Il bambino dovrebbe quindi avere intorno a sé un ambiente che permetta a questa intelligenza di rimanere a lavorare esclusivamente all’interno del corpo. Se invece risvegliamo il bambino precocemente perché vogliamo che usi queste facoltà per il lavoro dell’anima per il nostro diletto o gratificazione di vederlo o mostrarlo fare “cose da grandi”, salvo poi mortificarlo quando non riesce ed accusarlo di “fare capricci” (se tutto va bene..) allora i bambini non si collegheranno saldamente al loro corpo, che rappresenta la loro casa e svilupperanno più avanti nel tempo ed anche per tutta la vita insicurezze, turbe emotive, titubanze, smarrimento ansia, paure, goffaggine, iperattività, disturbi di apprendimento.
E tutto questo perché stiamo o abbiamo portato via le forze vitali con richieste inopportune e premature. 

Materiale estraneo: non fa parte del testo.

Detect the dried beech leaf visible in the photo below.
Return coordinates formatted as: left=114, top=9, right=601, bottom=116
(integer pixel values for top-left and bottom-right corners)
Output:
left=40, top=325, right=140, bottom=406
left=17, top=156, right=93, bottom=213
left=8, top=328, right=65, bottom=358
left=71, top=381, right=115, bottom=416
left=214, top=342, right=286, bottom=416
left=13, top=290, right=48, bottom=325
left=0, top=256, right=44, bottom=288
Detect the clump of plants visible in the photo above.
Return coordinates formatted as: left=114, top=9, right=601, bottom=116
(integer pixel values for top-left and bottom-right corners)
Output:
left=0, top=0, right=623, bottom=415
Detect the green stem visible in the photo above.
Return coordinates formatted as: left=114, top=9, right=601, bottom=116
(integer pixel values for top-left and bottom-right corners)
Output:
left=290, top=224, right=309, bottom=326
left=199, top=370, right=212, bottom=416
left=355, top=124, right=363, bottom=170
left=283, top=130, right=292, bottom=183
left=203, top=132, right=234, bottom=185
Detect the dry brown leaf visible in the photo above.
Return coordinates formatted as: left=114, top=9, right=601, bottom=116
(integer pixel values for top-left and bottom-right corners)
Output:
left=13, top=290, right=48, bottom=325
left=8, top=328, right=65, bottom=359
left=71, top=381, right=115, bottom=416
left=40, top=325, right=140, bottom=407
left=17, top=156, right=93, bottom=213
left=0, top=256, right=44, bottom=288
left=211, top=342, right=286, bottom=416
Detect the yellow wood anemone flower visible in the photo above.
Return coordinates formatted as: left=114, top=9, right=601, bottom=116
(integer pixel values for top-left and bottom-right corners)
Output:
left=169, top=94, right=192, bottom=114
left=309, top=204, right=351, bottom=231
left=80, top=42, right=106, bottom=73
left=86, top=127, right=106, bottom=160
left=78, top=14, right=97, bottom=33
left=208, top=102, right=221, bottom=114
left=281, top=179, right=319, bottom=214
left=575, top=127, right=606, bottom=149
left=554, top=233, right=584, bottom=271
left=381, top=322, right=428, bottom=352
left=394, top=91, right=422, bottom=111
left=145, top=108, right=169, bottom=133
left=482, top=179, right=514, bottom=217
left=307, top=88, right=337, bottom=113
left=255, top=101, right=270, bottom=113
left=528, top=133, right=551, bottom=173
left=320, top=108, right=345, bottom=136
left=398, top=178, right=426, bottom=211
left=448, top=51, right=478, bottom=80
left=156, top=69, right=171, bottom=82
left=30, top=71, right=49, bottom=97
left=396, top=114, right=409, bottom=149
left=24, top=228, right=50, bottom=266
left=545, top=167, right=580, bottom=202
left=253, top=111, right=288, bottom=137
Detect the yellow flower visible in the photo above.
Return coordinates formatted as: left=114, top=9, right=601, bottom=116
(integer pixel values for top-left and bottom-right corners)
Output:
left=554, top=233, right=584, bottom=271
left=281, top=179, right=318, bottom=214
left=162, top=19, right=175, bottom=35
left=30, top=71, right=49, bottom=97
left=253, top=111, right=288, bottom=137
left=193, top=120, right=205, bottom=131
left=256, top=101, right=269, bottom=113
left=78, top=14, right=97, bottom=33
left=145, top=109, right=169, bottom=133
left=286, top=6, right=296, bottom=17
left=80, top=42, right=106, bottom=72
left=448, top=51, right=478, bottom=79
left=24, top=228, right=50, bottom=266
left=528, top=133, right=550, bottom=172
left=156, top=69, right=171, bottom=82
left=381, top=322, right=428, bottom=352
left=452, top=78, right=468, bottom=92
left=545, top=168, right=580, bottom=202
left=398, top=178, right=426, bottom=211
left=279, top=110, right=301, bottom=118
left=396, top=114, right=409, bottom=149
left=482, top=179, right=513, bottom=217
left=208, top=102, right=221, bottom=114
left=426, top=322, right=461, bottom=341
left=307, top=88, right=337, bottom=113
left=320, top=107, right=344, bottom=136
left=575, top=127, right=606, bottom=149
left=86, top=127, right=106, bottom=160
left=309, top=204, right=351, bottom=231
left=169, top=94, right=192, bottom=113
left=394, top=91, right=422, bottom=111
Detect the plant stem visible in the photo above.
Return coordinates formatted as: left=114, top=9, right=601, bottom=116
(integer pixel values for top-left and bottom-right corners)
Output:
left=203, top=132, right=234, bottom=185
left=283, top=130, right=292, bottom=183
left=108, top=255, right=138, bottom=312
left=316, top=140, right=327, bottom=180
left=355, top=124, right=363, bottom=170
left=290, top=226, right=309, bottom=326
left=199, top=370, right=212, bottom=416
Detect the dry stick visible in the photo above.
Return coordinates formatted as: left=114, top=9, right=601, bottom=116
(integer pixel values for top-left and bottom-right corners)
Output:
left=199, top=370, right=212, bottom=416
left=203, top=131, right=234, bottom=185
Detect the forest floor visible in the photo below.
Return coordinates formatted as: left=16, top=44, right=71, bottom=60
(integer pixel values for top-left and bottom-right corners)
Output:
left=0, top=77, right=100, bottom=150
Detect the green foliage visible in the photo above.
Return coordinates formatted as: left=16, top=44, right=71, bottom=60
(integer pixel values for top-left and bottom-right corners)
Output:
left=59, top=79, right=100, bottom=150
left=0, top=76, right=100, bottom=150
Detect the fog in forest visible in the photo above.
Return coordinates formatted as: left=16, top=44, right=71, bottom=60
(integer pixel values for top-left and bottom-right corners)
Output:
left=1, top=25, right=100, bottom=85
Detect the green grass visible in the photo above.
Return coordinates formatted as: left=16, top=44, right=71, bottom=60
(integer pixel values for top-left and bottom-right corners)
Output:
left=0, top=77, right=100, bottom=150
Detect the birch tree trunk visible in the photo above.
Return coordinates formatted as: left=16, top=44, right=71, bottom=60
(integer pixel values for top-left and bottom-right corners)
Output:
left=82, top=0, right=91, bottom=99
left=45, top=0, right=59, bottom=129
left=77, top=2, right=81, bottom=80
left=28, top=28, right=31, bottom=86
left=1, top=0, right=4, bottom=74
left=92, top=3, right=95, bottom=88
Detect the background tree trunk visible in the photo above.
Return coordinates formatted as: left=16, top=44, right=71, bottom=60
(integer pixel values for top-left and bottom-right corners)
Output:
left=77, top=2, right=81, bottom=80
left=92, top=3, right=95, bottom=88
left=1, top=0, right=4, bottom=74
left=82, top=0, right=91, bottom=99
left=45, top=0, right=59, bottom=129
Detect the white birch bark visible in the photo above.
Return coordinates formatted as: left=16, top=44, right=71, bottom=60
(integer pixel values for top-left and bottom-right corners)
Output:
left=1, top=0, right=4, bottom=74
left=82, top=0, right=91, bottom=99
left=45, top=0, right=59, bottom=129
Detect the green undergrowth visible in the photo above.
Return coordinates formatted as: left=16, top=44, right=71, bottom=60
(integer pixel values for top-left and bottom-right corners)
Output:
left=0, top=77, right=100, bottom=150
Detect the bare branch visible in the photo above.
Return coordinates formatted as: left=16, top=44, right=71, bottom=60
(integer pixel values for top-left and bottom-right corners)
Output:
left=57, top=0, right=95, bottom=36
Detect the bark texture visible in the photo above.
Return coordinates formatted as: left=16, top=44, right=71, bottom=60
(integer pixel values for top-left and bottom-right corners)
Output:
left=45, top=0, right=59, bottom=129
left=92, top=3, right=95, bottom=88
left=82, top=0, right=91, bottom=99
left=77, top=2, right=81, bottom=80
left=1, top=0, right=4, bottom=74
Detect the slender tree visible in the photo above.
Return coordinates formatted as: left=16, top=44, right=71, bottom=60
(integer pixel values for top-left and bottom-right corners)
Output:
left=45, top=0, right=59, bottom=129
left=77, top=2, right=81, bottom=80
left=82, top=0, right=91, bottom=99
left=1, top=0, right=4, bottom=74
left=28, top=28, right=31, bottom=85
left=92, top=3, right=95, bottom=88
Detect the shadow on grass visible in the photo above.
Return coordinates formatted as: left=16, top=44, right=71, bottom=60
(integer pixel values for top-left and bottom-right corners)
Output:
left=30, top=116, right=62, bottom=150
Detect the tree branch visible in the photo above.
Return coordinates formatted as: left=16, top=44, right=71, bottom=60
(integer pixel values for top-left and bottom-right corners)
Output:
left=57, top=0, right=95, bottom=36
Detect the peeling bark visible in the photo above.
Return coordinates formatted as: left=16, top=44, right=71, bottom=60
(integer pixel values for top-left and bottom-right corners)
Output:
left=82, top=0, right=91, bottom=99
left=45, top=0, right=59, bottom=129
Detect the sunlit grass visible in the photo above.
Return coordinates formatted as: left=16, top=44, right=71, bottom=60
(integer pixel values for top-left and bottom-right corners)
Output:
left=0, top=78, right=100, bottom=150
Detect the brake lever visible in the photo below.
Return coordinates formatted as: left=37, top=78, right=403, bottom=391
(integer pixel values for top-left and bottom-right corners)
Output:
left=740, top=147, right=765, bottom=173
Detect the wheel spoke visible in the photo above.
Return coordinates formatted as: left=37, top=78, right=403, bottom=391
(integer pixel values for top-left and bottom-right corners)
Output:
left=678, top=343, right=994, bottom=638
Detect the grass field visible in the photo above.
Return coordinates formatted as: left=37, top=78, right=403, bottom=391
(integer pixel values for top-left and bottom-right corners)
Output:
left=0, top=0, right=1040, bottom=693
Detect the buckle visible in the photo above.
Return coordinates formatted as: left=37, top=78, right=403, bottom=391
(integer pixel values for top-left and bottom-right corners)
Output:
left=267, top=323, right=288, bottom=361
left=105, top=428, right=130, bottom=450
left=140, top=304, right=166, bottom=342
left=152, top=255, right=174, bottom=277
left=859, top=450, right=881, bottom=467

La relazione con i 12 sensi

Come possiamo immaginare una esperienza dei sensi?
Se guardiamo un quadro appeso al muro, la sua osservazione è frutto di una percezione restituita da una sollecitazione e risposta dei sensi.
Quando questa esperienza dei sensi ci raggiunge, incontra tanto per cominciare il senso del tatto: “il confine del nostro corpo fisico”.
Grazie a questo incontro inizia una risposta, una reazione del corpo fisico. Questa risposta si esplica in processi corporei molto complessi attivando“sostanze”.   

E’ questo il senso di ciò che R.Steiner spiega come i Processi Vitali circoscrivendoli così:
il come una percezione dei sensi incontra l’ostacolo del corpo fisico e da li innesta una serie di processi”

Abbiamo accennato ai Sensi. Vediamoli nel dettaglio.
Nell’antroposofia, Rudolf Steiner ha individuato una sfera di 12 sensi, non 5 o 6 o 9 riconosciuti dalla scienza attuale. Li ha suddivisi in tre gruppi da 4.

Sensi Basali – Fisico
connessi al nostro corpo fisico

  1. Tatto
  2. Vita
  3. Movimento
  4. Equilibrio 

Sensi Mediani – Astrale
che creano un legame con l’ambiente esterno e con la personalità e l’anima

  1. Gusto 
  2. Calore
  3. Vista 
  4. Olfatto 

Sensi Superiori – Spirituale
o sociali che ci permettono la relazione con altri esseri umani

  1. Udito
  2. Linguaggio altrui o parola
  3. Senso del pensiero altrui
  4. Senso Dell’io dell’altro – il senso della individualità dell’altro 

Immaginiamo questi 12 sensi come punti fermi. Colonne. 
Immaginiamo poi i 7 processi che si muovono tra queste colonne ed andiamo a vedere le relazioni tra loro.

Relazione tra il Senso della vita ed i 7 processi 

Il senso della vita è il più interiore, possiamo chiamarlo il senso del benessere ed è strettamente interconnesso al senso del tatto. Questo senso è sempre attivo nel corpo ma in modo inconscio.  Diventa conscio se c’è qualche problema per cui invia dei segnali per avvisare che qualcosa non funziona. Per esempio, la fame, o l’essere bagnati, o l’essere a disagio negli abiti, sono tutti segnali inviati dal senso della vita. 

Quando qualcosa non funziona il senso della vita “ha la responsabilità” di manifestarlo. Il senso della vita ci invita ad agire per modificare la situazione.